Multi-arm bandit for A/B testing makes a lot of intuitive sense.  But after running some Monte Carlos on different bandit algorithms, performance better than chance is not guaranteed unless the differences in clickthrough rates between A and B are fairly large (e.g. 2X).  

Along with the stats, the hands-on exercises is making us all stronger in python, numpy, pandas and matplotlib.  Feels good to be able to start wielding the data scientist toolkit with more confidence.



Tuesday, October 27, 2015

Week 1

Day 1 started at a sprint.  I was expecting to spend some time getting our environments up to speed, so I had not set up my MacBook yet.  That was a mistake.  

We were programming right away with an assessment.  I did not have a solid dev environment and wasted time installing modules, looking up syntax, etc.  Come to class ready to rock.

The rest of the week went a lot smoother.  OO and SQL were good reviews.  Lectures although fast-pace have been well organized.  The daily exercises were challenging even for someone coming from a software background, so I am particularly impressed by the students have come in with no programming experience.

The rest of the week was all about building out the data science toolkit: iPython notebook, pandas, EDA, Unix, graphing.
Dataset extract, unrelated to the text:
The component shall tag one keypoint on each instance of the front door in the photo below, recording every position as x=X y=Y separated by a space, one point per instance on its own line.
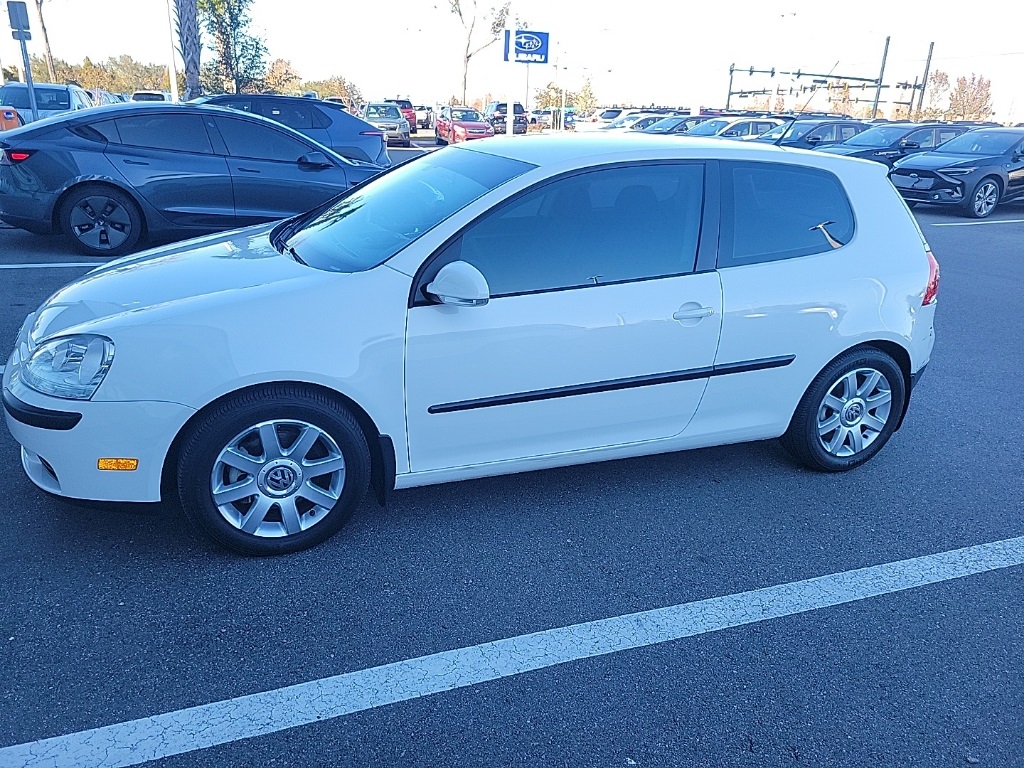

The EDA exercise was fun.  The lectured covered a process for EDA which really helped to squeeze as much value out of a data set as possible.  My partner and I worked on a 311 calls data set which was almost entirely categorical data.  It was a good exercise figuring out how to extract numerical data and thinking of good business questions to answer.

An intense, but satisfying first week.


A few tips... Don't register at the last minute like me.  Make sure to get pre-course materials.  These are worth working through before starting the bootcamp.

Friday, October 16, 2015

Mixer

Tonight, I dropped in at a mixer for the Galvanize data science bootcamp where members of the 1st and 2nd cohort of the Seattle bootcamp had an opportunity to meet one another.  

Only a month ago, I had attended an info session.  On Monday, I will join the 2nd cohort for day 1 of a journey to become a data scientist.  

Talking with the other data science fellows tonight has reassured me that this career pivot is the right choice.  The 1st cohort just finished a week ago, so it's a little too early to know how the bootcamp translates into jobs.  

But they are confident and have no regrets.